NB : Pour les parisiens, « Anatomie de la beauté » est déjà disponible à la librairie Boleine, 41 rue de Bourgogne, Paris 7ème. J’y donnerai une conférence-dédicace, illustrée de projections, mercredi 8 octobre à 17h30, gratuite mais sur réservation vu le petit nombre de places : réserver par mail à cap-aristee@orange.fr
Jordan Wolfson est un artiste qui aime l’IA et cela lui réussit : à Bâle cet été (Fondation Beyeler) et à Venise (Ama collection) jusqu’au 3 novembre on peut voir ses travaux qui riment avec robot. Un androïde « fortement sexué », bottes à talons hauts, nuisette, perruque blonde et masque de cuir vénitien, danse devant un miroir ; derrière, une opératrice pianote sur des claviers ; la « danseuse » interagit ainsi avec le public grâce à des logiciels de reconnaissance faciale. L’on s’est vite accoutumé aux performances informatiques, même si, ici, le robot doit son équilibre à la barre d’exercice qui le transverse.
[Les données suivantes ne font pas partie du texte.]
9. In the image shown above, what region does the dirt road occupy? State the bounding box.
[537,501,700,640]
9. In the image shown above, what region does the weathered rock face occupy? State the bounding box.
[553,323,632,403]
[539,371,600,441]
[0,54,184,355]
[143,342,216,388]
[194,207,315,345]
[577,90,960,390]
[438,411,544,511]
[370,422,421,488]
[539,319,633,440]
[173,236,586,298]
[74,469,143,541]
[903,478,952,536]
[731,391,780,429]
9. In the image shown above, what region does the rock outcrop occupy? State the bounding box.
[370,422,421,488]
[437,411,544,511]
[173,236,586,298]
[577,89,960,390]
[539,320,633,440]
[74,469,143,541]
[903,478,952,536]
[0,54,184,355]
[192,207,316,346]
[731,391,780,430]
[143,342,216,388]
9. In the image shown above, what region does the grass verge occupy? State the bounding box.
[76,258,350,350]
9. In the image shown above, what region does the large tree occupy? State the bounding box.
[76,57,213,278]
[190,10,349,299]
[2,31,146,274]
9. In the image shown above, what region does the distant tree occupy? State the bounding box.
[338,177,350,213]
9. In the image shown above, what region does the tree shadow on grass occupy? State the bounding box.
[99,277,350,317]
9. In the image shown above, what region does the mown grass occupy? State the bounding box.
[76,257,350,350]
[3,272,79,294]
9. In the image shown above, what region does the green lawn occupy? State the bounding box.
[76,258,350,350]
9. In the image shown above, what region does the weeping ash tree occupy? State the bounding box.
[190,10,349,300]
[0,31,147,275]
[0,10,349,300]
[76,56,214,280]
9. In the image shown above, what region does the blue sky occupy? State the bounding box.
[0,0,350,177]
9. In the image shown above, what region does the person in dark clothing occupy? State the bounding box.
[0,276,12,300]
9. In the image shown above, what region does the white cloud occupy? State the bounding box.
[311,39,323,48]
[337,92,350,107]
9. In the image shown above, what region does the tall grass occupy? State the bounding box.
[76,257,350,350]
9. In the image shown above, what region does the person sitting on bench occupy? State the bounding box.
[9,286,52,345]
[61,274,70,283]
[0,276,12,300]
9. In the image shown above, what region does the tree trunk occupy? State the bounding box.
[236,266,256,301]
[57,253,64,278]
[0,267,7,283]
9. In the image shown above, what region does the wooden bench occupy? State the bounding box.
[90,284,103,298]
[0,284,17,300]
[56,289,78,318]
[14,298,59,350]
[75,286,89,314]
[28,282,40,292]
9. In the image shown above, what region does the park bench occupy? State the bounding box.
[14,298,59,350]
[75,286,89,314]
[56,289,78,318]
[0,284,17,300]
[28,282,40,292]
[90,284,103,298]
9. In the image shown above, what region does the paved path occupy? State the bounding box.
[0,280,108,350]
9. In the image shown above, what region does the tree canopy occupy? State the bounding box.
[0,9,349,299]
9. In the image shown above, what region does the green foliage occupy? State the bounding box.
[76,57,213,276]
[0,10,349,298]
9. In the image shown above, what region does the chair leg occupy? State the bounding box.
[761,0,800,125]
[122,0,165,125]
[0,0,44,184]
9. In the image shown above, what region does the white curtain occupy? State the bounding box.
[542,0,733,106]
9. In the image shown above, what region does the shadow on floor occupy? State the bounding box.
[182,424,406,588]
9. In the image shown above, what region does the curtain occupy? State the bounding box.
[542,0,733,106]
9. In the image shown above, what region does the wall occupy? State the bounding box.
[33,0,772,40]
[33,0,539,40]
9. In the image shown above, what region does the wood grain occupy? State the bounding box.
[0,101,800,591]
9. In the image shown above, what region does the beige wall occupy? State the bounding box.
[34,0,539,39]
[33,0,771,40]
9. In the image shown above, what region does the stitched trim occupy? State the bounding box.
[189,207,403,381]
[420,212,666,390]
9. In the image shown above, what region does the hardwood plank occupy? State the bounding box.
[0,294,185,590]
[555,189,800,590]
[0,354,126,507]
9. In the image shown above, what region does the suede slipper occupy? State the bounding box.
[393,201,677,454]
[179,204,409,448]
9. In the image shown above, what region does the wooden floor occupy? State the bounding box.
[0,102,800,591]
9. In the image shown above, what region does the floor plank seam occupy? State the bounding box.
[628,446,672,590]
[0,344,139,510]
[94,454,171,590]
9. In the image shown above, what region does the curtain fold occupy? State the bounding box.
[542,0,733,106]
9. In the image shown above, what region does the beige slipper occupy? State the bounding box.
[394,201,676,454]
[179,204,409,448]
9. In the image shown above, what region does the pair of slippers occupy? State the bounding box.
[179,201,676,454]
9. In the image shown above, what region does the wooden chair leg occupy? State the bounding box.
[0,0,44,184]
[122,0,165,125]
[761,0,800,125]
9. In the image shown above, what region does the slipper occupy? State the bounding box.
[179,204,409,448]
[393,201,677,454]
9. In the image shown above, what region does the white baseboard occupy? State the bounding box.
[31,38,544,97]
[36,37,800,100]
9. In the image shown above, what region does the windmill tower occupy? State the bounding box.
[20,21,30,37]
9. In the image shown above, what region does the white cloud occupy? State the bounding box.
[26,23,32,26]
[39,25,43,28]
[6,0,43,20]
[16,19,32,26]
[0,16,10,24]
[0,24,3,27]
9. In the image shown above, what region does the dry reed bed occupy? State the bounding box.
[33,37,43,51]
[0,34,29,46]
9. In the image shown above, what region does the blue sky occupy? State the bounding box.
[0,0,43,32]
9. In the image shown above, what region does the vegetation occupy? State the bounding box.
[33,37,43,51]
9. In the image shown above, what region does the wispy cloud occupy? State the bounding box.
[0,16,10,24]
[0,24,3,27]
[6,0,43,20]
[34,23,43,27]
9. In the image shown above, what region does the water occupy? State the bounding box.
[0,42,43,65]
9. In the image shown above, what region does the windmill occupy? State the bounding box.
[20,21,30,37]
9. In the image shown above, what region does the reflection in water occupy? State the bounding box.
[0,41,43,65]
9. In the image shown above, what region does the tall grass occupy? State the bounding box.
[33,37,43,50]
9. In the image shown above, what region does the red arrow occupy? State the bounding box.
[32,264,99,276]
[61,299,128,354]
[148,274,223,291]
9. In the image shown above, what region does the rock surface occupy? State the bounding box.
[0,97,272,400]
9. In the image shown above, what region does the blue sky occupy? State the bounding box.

Mais à Bâle, les machines montraient une ambition franchement démiurgique : little room est une cage assez moche, bardée de caméras qui vont scanner les volontaires offrant leur corps à l’AC. Trente minutes plus tard (on imagine une batterie d’opérateurs pianotant sur leurs claviers) : les volontaires casqués découvrent leurs avatars, le leur et ceux de leurs voisins, voisines. Et, ô miracle du numérique et de l’espace virtuel, chacun se retrouve tout à coup dans le corps du voisin ou de la voisine et réciproquement. On sait que l’AC se flatte depuis longtemps d’offrir, non des œuvres d’art au sens « vieillot » d’un objet d’admiration, mais une ex-pé-ri-en-ce ! Il paraît que cette dernière est plutôt « perturbante » aux dires des cobayes ! De quoi accoutumer, voire entraîner chacun.e, a une expérience transgenre, histoire de mettre à jour nos vieux stéréotypes du masculin/ féminin ? On imagine les futures visites scolaires ! Se demander, comme Harry Bellet (1), où est l’intérêt plastique n’est vraiment pas de saison, rétorque l’artiste : « Cela n’a pas d’esthétique, (…) ces œuvres offrent à des personnes des expériences entre leur conscience et leur moi physique ». Un marché immense s’ouvre aux produits dérivés : à l’avenir, « Matrix » sera disponible à domicile, chacun pourra y tester un corps animal, d’alien ou de zombi… et s’entraîner à sa future réincarnation qui sait ! Pas sûr que la santé mentale des ados, friands de ce genre de nouveauté, s’améliore…
Tout cela ne fut possible que grâce à un gros mensonge : prétendre que l’objet d’art, via la contemplation du beau, n’offrait pas une expérience de haute intensité (!) mais juste du plaisant décoratif et qu’il convenait d’y renoncer pour des émotions et concepts plus électrisés ! On voit où nous mène d’avoir abandonné la notion de beauté avec toutes ses implications existentielles !
C’est pourquoi j’ai entrepris une série de livres pour renouer avec l’indispensable beauté, qui serait, nous affirme-t-on, entre ignorance et manipulation, une notion tellement floue, subjective et mineure, qu’on ne pourrait plus rien en dire… « Anatomie de la beauté » sera disponible partout en France le 7 octobre ; le lendemain, à 17h30, conférence-dédicace à la Librairie Boleine, 14 rue de Bourgogne, Paris 7eme, gratuite sur réservation par mail à cap-aristee@orange.fr Découvrir le dossier de presse
A bientôt
Christine Sourgins
(1) « Les robots et les avatars perturbants de J. Wolfson », Le Monde du 26/07/2025.